I told Lawrence this week that maybe having children would be a way to have a stake in the future. But, you know, maybe I don’t need to birth my own child to feel like I have something at stake in how the future unfolds.

Today, our Republican President pulled the United States out of the Paris Agreement, an accord signed by every nation on Earth except Syria (in the midst of civil war) and Nicaragua (in protest that the agreement was not strong enough). It was our collective commitment to the proposition that we must act together to preserve the only habitable planet we have. It was all of us, saying together as members of the human species, we will invest in a future we may not live to see. We will do what it takes to make sure that our civilization survives on this Earth.

Now all of that is at stake. I find myself fumbling with the order of my concerns. What does it mean to think about what I want to do with my life, whether I want to have children? Shouldn’t I first be asking other questions, such as, will we have a planet?
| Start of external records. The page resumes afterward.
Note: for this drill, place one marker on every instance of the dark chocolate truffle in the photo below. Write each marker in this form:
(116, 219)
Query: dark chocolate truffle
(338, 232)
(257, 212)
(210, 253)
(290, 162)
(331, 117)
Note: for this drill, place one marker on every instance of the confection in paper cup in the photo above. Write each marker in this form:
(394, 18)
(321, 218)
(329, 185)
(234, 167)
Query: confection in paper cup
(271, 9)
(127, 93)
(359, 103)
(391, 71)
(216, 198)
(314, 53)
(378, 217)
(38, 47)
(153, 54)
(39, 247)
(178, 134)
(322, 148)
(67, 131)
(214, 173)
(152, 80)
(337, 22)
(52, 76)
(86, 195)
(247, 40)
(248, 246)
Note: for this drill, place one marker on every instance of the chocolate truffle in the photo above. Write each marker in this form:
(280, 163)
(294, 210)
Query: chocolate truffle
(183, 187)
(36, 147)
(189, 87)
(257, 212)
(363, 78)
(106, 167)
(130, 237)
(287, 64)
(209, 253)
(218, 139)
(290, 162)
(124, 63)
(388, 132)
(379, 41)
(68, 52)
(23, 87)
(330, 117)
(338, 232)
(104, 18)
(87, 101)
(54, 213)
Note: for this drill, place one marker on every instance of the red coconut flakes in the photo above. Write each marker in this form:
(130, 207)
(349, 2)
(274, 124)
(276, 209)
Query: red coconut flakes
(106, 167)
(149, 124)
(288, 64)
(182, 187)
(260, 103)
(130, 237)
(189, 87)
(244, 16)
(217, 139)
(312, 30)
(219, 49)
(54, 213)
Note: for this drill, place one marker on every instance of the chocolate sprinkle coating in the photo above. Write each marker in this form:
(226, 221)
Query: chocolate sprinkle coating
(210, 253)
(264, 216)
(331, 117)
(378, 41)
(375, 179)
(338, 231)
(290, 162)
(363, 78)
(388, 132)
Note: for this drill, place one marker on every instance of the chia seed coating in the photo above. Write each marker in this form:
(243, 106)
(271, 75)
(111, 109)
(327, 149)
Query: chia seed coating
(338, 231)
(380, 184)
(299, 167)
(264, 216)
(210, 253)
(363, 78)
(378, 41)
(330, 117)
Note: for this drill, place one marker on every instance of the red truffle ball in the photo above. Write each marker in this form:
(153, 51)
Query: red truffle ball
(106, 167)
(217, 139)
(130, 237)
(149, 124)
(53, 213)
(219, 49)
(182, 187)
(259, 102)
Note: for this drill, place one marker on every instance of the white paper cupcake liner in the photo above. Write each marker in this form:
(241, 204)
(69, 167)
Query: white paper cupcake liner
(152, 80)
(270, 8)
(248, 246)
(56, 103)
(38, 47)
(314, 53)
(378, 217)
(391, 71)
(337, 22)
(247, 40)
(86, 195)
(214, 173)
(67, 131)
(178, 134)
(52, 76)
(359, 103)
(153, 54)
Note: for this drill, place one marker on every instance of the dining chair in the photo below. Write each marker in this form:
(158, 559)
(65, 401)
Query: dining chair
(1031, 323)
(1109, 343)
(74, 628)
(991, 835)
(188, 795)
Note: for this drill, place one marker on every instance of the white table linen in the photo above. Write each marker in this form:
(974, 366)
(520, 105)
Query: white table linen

Like the President, I make my home in midtown Manhattan. We live on an island that sits at sea level in New York Harbor. The President is old enough that he may not live to experience firsthand the devastation he is wreaking; he will reap his gains in the here and now and leave it to the rest of us — including his children and grandchildren, who evidently are not enough to make him care about the world he leaves them — to pay the price. But, in my lifetime or the lifetime after mine, rising sea levels caused by climate change caused by human activity may submerge entire neighborhoods in New York City.

I don’t need to have children for that to matter to me. It’s enough that I love this city and this country and this earth. It’s enough that I love human beings enough to want us to go on.